For Waithe, the centering of the story on two dark-skinned Black-Americans was, itself, a revolutionary act. “It changes in every way because it instantly becomes political. It instantly becomes important. It instantly becomes revolutionary because of, literally, the color of their skin,” the newly-married scribe told The New Yorker. “And I think what’s so palpable about it is who they kill. And what do the police represent to us. They represent Jim Crow, injustice. They represent death to us, a lot of us. And for them to kill that in a complicated way. It’s not intentional, they didn’t go out and say, ‘Oh, let’s kill a cop tonight.’ They’re just existing in the world and trying to find joy and while doing that, they get pulled over and that joy is interrupted.”
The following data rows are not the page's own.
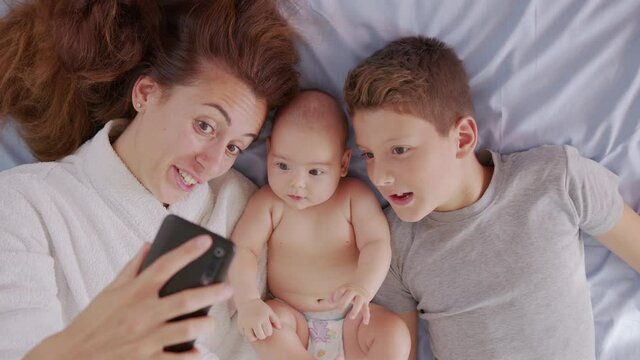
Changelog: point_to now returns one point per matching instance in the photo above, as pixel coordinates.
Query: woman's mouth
(184, 180)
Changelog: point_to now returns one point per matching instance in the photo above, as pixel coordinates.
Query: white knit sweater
(68, 227)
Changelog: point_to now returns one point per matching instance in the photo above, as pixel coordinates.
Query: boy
(487, 249)
(328, 247)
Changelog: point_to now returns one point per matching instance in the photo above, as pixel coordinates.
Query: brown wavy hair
(414, 75)
(68, 66)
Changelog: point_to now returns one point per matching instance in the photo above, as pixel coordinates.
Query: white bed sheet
(542, 72)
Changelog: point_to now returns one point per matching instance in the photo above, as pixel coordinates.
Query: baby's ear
(344, 164)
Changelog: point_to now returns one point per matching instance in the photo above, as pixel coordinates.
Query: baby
(328, 247)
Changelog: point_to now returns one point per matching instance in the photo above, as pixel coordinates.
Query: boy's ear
(144, 90)
(467, 136)
(344, 164)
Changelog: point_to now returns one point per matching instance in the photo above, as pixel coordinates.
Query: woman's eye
(366, 155)
(234, 149)
(399, 150)
(204, 127)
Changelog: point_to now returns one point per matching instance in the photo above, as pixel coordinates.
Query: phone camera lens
(218, 252)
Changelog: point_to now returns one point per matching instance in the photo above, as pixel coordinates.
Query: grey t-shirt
(504, 278)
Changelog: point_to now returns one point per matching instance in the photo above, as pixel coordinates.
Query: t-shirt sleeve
(593, 191)
(394, 295)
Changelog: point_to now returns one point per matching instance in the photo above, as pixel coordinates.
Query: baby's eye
(399, 150)
(234, 149)
(366, 155)
(204, 127)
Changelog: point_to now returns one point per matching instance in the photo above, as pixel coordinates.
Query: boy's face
(413, 166)
(304, 165)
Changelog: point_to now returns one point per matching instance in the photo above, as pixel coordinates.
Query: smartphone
(209, 268)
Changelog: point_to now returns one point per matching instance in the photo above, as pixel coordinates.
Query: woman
(143, 109)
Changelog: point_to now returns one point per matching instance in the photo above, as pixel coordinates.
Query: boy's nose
(380, 176)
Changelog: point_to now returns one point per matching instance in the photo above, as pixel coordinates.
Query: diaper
(325, 334)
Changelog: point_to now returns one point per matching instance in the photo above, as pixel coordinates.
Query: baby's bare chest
(318, 232)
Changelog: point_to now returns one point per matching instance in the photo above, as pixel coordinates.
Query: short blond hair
(415, 75)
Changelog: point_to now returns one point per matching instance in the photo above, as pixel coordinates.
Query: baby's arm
(624, 239)
(373, 240)
(255, 318)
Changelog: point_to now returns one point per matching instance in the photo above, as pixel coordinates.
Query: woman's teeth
(188, 179)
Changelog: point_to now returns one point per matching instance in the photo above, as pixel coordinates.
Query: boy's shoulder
(351, 188)
(265, 196)
(536, 163)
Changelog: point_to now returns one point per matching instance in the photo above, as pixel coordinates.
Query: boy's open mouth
(402, 198)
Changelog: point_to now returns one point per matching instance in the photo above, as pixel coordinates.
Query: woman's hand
(128, 320)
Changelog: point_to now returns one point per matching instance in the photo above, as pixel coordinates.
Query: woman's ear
(344, 164)
(467, 136)
(145, 90)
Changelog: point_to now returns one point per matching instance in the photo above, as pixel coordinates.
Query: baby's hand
(256, 320)
(356, 295)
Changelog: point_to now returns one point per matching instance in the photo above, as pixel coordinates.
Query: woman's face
(188, 135)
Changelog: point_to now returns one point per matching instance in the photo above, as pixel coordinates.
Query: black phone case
(209, 268)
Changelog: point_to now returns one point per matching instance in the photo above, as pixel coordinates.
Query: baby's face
(304, 166)
(410, 163)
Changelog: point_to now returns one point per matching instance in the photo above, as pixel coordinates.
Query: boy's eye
(234, 149)
(399, 150)
(204, 127)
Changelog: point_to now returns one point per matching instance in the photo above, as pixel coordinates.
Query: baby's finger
(259, 332)
(366, 314)
(267, 329)
(337, 295)
(357, 306)
(275, 321)
(346, 300)
(248, 333)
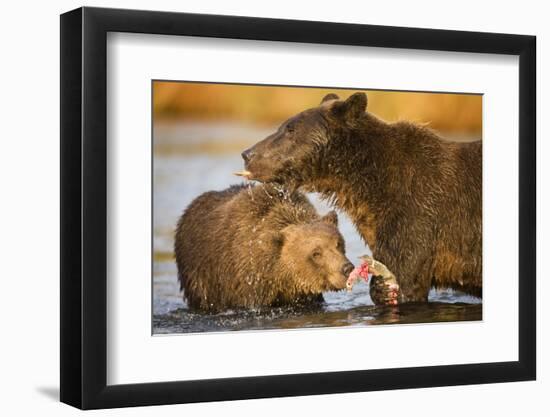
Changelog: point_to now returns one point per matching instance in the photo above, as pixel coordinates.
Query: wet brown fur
(252, 246)
(414, 197)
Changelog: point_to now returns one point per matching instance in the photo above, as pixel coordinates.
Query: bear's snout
(347, 268)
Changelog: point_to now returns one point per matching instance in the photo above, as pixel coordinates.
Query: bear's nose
(247, 155)
(347, 268)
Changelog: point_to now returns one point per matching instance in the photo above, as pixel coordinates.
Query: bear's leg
(403, 286)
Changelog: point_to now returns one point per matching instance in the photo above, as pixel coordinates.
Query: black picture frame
(84, 207)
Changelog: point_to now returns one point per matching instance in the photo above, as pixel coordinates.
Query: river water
(192, 158)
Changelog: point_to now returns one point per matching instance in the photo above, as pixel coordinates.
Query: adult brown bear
(414, 197)
(259, 246)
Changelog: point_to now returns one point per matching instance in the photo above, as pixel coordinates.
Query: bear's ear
(330, 218)
(330, 97)
(278, 239)
(353, 108)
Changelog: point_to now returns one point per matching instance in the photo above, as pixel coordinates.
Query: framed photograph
(256, 208)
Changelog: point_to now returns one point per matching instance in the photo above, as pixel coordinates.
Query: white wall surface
(29, 225)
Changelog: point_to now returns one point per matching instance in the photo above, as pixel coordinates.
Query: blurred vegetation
(457, 114)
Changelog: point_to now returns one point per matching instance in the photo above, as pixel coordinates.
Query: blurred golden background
(453, 114)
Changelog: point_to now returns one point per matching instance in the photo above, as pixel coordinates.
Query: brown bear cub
(252, 247)
(414, 197)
While the story itself doesn’t necessarily draw from Waithe’s personal life, there’s an innate and inherent connection to the struggle at the center of the film, the struggle of just staying alive while black in America. It’s a struggle that, tragically, continued to repeatedly play out in the real world while Queen & Slim was coming to life.

“I had no idea this many more black bodies would’ve dropped by the time we got close to opening. I do not want that kind of publicity for the film. I do not,” she explained. “Because I am like every other black person. I am traumatized every time these stories come out. Every time these stories hit our phones, our Instagram feeds, our Twitter, our TVs, a piece of us dies because we know that we could be next. And I think that’s really where this story was born out of. Me feeling like a second-class citizen even if people feel like I sit in a place of privilege.”
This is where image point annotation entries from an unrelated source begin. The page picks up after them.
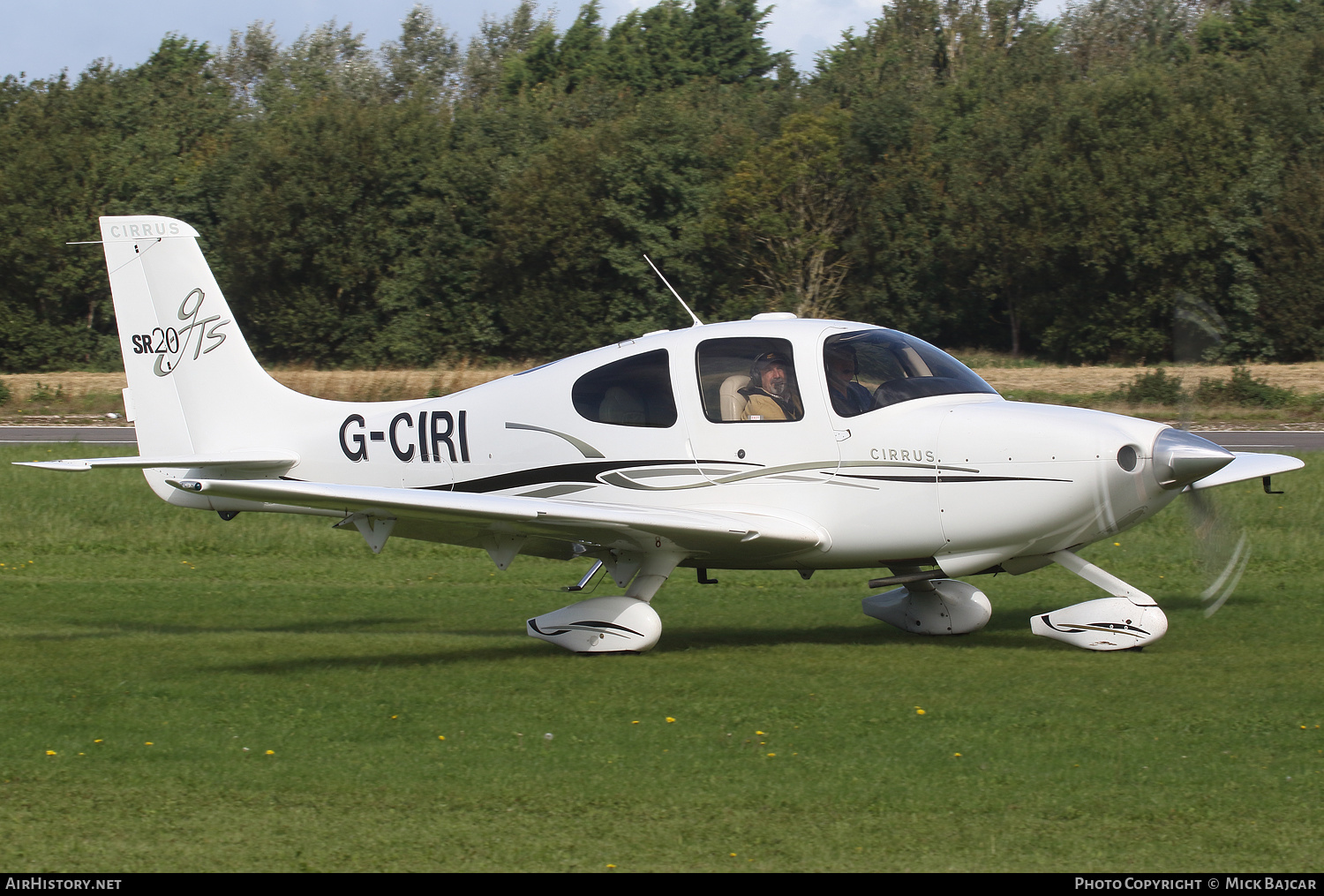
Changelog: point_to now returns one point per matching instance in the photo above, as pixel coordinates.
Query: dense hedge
(961, 169)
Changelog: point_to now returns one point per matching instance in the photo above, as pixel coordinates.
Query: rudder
(191, 373)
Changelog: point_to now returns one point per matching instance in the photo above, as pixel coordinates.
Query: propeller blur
(768, 444)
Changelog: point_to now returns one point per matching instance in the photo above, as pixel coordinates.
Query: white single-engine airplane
(770, 444)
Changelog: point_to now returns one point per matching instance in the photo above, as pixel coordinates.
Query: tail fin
(192, 379)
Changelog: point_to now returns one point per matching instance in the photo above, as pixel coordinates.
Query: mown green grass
(124, 621)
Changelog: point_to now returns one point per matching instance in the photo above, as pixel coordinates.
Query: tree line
(963, 169)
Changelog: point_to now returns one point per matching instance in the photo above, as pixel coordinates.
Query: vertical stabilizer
(191, 373)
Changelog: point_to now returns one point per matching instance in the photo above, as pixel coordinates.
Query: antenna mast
(696, 322)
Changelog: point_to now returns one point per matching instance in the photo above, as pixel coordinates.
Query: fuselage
(963, 477)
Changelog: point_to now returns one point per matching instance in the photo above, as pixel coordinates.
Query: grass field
(184, 694)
It’s a project that might never have ever existed had Waithe’s experience as a new TV show creator not been as difficult as it proved to be. “I was sort of dismissed and told, ‘You’re no longer needed, we’ll take it from here,'” she told the L.A. Times last month. As she further explained to The New Yorker, “And that’s where I went and said, ”I’m gonna write something just on my own. That’s the thing no one can take from me.’ I just wanted to write something about us. But unfortunately, if I’m writing about us, how can I ignore the fact that we’re being hunted?”

Andre D. Wagner/Universal Pictures

Describing Queen & Slim as “protest art” and her contribution to “the culture,” Waithe told the L.A. Times, “I think for me, there’s no greater weapon than my laptop. I come from the church of Nina Simone, in that it is our job as artists to reflect the times. And by that, anything a black person writes is political. How could it not be? Whenever I’m being black and free and saying the things I want to say, that is a form of revolution.”

And while she certainly hopes that people of all walks of life take in the film and consider what it has to say, she’s not shy about the fact that she made this specifically with “the culture” in mind. “Some black art is watered down for white audiences. And the truth is, with white [stuff], you don’t have to do that. Look at Fleabag. Look at Better Things. Look at any white movie that’s been nominated for an Academy Award,” Waithe continued. “But what I felt in movies like Menace II Society, it literally does not care about the white audience at all. Those kinds of films always speak to me in a different way, where I feel seen. Those are the movies that really inspire me.”

Something tells us that, for a new generation of hopeful filmmakers, Queen & Slim just might find itself added to that list.

Queen & Slim is in theaters now.

(E! and Universal Pictures are both part of the NBCUniversal family.)